Two members of our team, Sakari Maaranen and Greg Kochanski, have thoughts on this matter which I’d like to share. Sakari posted his thoughts on Google+, while Greg posted his in an email which he’s letting me share here.
Please read these and offer us your thoughts! Maybe you can help us decide on the best strategy!
For the record, my views on our strategy of using the budget that the Azimuth Climate Data Backup Project now has.
People have contributed it to this effort specifically.
Some non-government entities have offered “free hosting”. Of course the project should take any and all free offers to host our data. Those would not be spending our budget however. And they are still paying for it, even if they offered it to us “for free”.
As far as it comes to spending, I think we should think in terms of 1) terabytemonths, and 2) sufficient redundancy, and do that as cost-efficiently as possible. We should not just dump the money to any takers, but think of the best bang for the buck. We owe that to the people who have contributed now.
For example, if we burn the cash quick to expensive storage, I would consider that a failure. Instead, we must plan for the best use of the budget towards our mission.

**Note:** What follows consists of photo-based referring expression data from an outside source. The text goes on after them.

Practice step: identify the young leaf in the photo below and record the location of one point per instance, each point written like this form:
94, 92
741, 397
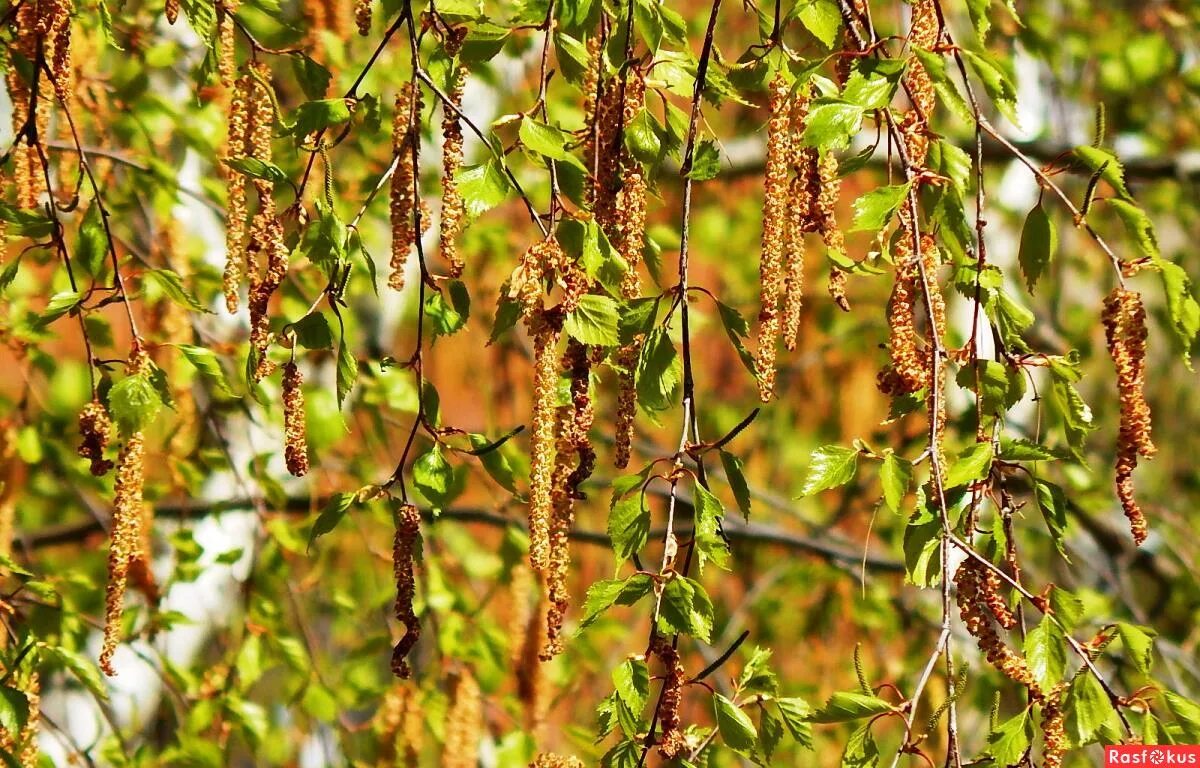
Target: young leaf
829, 467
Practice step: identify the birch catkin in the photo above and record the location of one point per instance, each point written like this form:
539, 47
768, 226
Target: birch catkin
1125, 330
771, 275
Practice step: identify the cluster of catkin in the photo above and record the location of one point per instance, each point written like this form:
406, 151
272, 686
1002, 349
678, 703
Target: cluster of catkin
671, 743
801, 190
617, 196
406, 208
129, 523
1125, 329
403, 551
42, 35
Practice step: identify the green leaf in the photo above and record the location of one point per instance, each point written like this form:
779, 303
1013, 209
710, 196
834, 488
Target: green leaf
709, 543
659, 372
330, 515
1087, 708
829, 467
257, 168
433, 477
687, 609
1039, 243
1139, 645
995, 81
737, 480
321, 114
135, 402
594, 322
604, 594
895, 477
629, 526
483, 187
59, 305
1093, 159
1053, 503
1045, 649
312, 331
631, 681
972, 466
737, 730
1008, 743
172, 285
1187, 715
13, 709
846, 706
347, 371
706, 162
874, 210
207, 363
82, 669
822, 19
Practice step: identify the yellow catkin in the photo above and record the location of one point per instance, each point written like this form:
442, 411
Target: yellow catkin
125, 537
774, 207
403, 180
976, 616
453, 209
295, 443
550, 760
671, 743
541, 441
574, 463
1125, 330
465, 723
407, 539
235, 193
1054, 732
363, 16
95, 429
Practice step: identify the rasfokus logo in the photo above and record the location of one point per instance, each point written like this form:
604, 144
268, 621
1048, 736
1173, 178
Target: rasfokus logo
1152, 755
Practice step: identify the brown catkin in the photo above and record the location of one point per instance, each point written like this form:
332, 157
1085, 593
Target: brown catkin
235, 193
574, 462
465, 723
973, 609
673, 678
403, 193
1125, 330
295, 443
95, 429
1054, 732
453, 209
550, 760
541, 441
403, 549
774, 207
363, 16
125, 537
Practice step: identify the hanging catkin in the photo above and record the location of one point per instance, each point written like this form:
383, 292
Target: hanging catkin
774, 207
465, 723
403, 550
295, 443
1125, 329
95, 429
125, 537
453, 209
403, 190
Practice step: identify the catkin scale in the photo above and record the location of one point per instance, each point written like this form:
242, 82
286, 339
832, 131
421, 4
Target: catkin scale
295, 443
407, 538
771, 275
1125, 330
453, 208
403, 192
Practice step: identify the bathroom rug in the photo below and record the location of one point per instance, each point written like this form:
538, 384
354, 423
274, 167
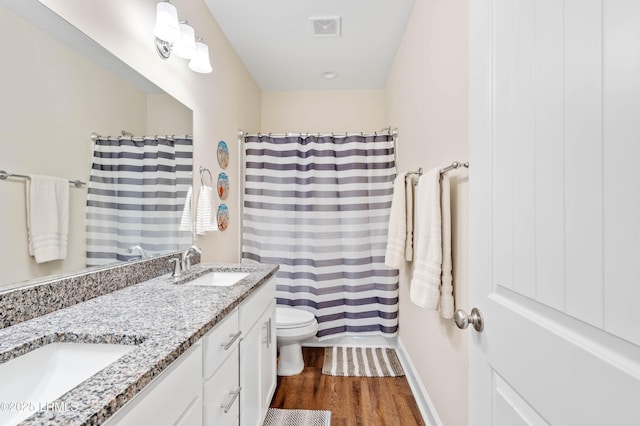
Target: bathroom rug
280, 417
361, 361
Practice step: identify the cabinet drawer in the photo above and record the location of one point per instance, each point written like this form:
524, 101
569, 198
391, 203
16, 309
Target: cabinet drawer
221, 394
252, 308
219, 343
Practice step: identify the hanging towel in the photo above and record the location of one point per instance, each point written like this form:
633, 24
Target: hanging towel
425, 284
409, 191
397, 232
205, 212
186, 222
446, 286
47, 205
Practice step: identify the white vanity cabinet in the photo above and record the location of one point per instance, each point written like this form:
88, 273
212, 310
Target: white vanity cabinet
226, 379
257, 355
221, 387
173, 398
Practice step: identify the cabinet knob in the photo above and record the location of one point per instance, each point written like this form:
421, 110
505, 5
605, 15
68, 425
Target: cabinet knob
230, 343
234, 396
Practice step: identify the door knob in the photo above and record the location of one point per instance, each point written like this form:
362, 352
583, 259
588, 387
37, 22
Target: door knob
463, 320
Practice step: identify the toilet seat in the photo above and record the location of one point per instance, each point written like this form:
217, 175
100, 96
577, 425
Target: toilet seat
293, 318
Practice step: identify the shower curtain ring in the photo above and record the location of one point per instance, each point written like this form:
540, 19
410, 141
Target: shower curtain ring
202, 172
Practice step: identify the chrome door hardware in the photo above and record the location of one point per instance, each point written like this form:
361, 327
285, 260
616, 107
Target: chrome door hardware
463, 320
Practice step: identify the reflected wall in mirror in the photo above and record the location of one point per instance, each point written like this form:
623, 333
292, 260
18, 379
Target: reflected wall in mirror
53, 98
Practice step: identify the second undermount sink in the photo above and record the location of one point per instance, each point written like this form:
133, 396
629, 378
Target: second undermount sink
33, 381
219, 278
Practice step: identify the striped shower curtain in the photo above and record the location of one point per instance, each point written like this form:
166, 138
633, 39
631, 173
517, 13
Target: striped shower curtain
319, 207
136, 196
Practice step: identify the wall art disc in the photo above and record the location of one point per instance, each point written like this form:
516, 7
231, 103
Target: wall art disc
223, 217
223, 186
223, 154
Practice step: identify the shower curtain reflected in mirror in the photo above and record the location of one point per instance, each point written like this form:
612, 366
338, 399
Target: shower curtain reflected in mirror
136, 196
318, 206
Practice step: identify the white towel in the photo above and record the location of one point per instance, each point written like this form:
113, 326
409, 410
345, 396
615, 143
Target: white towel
446, 287
397, 233
47, 204
206, 220
186, 222
425, 284
409, 191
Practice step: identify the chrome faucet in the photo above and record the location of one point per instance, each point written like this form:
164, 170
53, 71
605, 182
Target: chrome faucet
143, 253
186, 257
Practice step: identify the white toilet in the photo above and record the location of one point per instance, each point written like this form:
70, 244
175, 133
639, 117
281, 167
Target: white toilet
292, 327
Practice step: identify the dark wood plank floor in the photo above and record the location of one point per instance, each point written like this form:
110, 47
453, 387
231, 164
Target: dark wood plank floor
366, 401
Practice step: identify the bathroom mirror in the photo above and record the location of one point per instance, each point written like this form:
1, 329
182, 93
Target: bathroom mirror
58, 87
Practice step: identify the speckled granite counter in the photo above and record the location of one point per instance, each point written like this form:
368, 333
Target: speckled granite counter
162, 318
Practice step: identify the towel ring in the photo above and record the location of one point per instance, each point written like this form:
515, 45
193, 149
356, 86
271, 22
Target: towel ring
202, 172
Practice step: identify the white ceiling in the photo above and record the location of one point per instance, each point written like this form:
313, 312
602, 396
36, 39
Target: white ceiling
275, 41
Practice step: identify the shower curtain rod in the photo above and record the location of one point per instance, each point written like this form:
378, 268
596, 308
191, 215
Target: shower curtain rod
128, 135
392, 132
4, 175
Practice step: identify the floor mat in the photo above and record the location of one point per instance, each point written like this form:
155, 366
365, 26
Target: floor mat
361, 361
280, 417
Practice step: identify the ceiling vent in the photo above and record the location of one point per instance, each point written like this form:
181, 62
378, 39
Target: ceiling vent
325, 27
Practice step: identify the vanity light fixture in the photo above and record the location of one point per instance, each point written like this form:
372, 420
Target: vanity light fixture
200, 62
185, 47
178, 37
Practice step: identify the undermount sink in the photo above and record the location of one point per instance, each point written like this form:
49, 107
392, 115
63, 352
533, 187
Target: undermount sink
32, 381
219, 278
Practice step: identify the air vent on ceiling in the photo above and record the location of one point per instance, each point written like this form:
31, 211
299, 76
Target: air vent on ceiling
326, 27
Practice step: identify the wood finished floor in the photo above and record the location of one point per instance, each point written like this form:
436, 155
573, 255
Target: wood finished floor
366, 401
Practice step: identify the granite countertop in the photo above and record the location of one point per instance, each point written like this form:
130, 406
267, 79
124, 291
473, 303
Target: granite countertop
161, 317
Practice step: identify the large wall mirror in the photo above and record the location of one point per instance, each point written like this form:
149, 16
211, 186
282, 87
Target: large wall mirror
58, 87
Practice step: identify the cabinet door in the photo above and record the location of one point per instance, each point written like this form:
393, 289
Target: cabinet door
258, 368
222, 394
268, 355
171, 397
250, 376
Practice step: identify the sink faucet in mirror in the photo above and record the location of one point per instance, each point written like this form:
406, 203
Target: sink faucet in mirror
143, 253
186, 257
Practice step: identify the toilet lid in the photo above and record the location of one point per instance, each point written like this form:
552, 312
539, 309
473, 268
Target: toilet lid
291, 318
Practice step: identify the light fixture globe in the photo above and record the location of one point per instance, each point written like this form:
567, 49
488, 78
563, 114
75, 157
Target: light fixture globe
185, 47
167, 27
200, 62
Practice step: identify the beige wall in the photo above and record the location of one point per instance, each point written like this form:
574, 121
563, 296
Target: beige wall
222, 102
427, 100
336, 111
53, 99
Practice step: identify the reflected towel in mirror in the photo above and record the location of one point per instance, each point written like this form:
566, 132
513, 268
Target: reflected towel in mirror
205, 212
47, 204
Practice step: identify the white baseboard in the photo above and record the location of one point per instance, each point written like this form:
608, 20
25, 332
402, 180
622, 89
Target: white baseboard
426, 407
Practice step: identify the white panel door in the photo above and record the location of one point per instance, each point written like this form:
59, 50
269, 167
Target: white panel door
555, 212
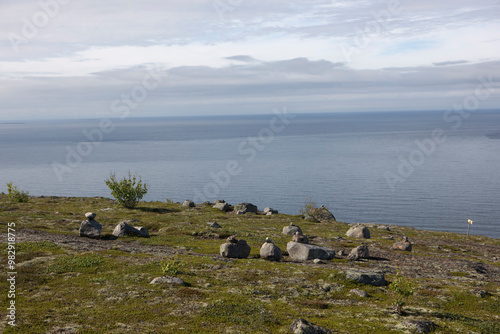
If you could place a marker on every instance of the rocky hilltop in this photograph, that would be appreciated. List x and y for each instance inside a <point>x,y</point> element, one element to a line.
<point>222,268</point>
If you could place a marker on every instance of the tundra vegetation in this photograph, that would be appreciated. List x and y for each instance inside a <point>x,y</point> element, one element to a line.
<point>70,284</point>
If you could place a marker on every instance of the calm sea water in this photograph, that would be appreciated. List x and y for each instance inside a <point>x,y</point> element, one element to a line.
<point>428,170</point>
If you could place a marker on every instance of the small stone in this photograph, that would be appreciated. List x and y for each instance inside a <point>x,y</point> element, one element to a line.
<point>189,204</point>
<point>360,252</point>
<point>235,248</point>
<point>291,229</point>
<point>214,225</point>
<point>419,326</point>
<point>299,237</point>
<point>302,326</point>
<point>270,210</point>
<point>270,251</point>
<point>91,229</point>
<point>359,292</point>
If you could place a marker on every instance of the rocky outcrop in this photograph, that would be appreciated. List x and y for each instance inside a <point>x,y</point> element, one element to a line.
<point>234,248</point>
<point>90,228</point>
<point>358,231</point>
<point>188,204</point>
<point>269,251</point>
<point>301,326</point>
<point>303,252</point>
<point>366,277</point>
<point>291,229</point>
<point>360,252</point>
<point>269,211</point>
<point>124,229</point>
<point>404,245</point>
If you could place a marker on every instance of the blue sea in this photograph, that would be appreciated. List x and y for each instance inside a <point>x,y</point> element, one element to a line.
<point>431,170</point>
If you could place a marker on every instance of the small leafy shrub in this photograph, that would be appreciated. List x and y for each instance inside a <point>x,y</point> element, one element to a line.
<point>75,263</point>
<point>128,191</point>
<point>309,208</point>
<point>15,195</point>
<point>400,291</point>
<point>172,266</point>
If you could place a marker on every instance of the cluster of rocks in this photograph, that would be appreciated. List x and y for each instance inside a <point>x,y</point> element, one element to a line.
<point>91,228</point>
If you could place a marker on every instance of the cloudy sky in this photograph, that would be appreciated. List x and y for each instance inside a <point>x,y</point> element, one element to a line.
<point>92,59</point>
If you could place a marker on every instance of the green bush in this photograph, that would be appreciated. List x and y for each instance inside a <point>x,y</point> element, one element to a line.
<point>16,195</point>
<point>400,290</point>
<point>128,191</point>
<point>172,266</point>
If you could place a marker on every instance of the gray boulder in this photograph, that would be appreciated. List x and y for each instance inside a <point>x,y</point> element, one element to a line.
<point>188,204</point>
<point>301,251</point>
<point>299,237</point>
<point>366,277</point>
<point>404,245</point>
<point>269,251</point>
<point>124,229</point>
<point>360,252</point>
<point>301,326</point>
<point>358,231</point>
<point>233,248</point>
<point>91,229</point>
<point>291,229</point>
<point>245,207</point>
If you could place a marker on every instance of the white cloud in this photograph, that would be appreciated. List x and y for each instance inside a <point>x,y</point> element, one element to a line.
<point>322,51</point>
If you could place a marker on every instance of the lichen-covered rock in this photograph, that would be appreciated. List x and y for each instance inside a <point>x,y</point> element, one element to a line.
<point>303,252</point>
<point>299,237</point>
<point>269,251</point>
<point>419,326</point>
<point>358,231</point>
<point>124,229</point>
<point>237,249</point>
<point>91,229</point>
<point>404,245</point>
<point>360,252</point>
<point>301,326</point>
<point>366,277</point>
<point>291,229</point>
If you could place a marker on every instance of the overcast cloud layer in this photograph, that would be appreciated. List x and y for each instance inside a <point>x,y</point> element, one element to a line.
<point>92,59</point>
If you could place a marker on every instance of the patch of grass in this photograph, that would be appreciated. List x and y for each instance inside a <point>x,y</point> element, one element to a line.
<point>75,263</point>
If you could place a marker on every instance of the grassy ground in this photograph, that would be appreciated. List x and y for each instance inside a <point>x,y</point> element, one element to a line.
<point>68,284</point>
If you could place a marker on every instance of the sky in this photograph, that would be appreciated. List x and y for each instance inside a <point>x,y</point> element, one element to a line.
<point>74,59</point>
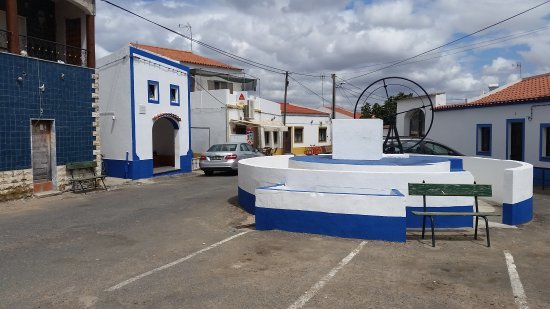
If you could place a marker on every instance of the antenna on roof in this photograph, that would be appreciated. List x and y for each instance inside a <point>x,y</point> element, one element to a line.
<point>518,65</point>
<point>188,27</point>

What we have promised to the people is that we back up and serve these data sets, by the money they have given to us. Let’s do exactly that.
We are currently serving the mission at approximately €0.006 per gigabytemonth at least for as long as we have volunteers to work for free. The cost could be slightly higher if we paid for professional maintenance, which should be a reasonable assumption if we plan for long term service. Volunteer work cannot be guaranteed forever, even if it works temporarily.
This is one view and the question is open to public discussion.
Some misc thoughts.
1) As I see it, we have made some promise of serving the data (“create a better interface for getting it”) which can be an expensive thing.
UI coding isn’t all that easy, and takes some time.
Beyond that, we’ve promised to back up the data, and once you say “backup”, you’ve also made an implicit promise to make the data available.
2) I agree that if we have a backup, it is a logical extension to take continuous backups, but I wouldn’t say it’s necessary.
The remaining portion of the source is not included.